I'd hazard to say, that option is out of reach for most of the Apple user demographic. Instead most will be nagged by Apple to upgrade, upgrade and then there is no going back.
Countering a personal anecdote with another personal anecdote. Here's another: I've been using Catalina since release on multiple Macs and haven't had any problems. I'm also an extensive user of iCloud services, Photos and Drive are very important to me and if I had any issues with either I'd probably lose my mind.
One person is losing file site awful. One person finds out works isn't suprising, it just shows apple managed to release an OS which isn't buggy for every user.
"iCloud did <x> to my files" is not an anecdote. It's an assertion of software behavior. The fact that only one sample is being provided does not magically make it an anecdote. You can say the person reporting the bug is a liar, but that's not how quality assurance works in the real world.
Most likely the bug they encountered happens in a specific scenario, but regardless, "personal anecdote" or "it works for me" are not appropriate ways to respond to a bug report, let alone one about data loss.
I only have one Apple device (an iPhone), and even in that simple use case I have sync issues from time to time.
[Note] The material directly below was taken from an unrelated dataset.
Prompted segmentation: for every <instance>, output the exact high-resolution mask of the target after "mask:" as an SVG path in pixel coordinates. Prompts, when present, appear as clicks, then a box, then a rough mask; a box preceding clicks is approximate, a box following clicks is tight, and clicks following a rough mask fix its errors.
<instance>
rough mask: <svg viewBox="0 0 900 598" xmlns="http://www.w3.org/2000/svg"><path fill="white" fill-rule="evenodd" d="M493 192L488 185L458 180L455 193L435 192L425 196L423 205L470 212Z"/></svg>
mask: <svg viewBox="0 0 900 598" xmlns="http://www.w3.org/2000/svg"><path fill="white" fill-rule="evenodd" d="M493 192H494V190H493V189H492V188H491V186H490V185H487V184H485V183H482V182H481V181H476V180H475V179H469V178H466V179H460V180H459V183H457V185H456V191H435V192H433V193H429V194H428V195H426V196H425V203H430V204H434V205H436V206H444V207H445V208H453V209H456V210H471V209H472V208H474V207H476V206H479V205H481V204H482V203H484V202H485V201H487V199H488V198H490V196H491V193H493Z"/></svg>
It's mainly previously deleted things that appear back on the device (photos, reminders…).
Why would you try it? Some of us lose money when our machines go down. Apple is supposed to represent quality, but that hasn't happened in so long that if your machine is the machine you make money on, you wait to hear what other people are encountering.
Apple wants macOS to be a safe walled garden like iOS and Chromebooks. I am fine with this, but I also have a very nice Linux laptop to play with.
I expect organized crime and most governments to continue hacking activities so it makes sense having my Apple devices locked down as much as possible. I avoid arbitrary web browsing on my Linux laptop and just use it for coding.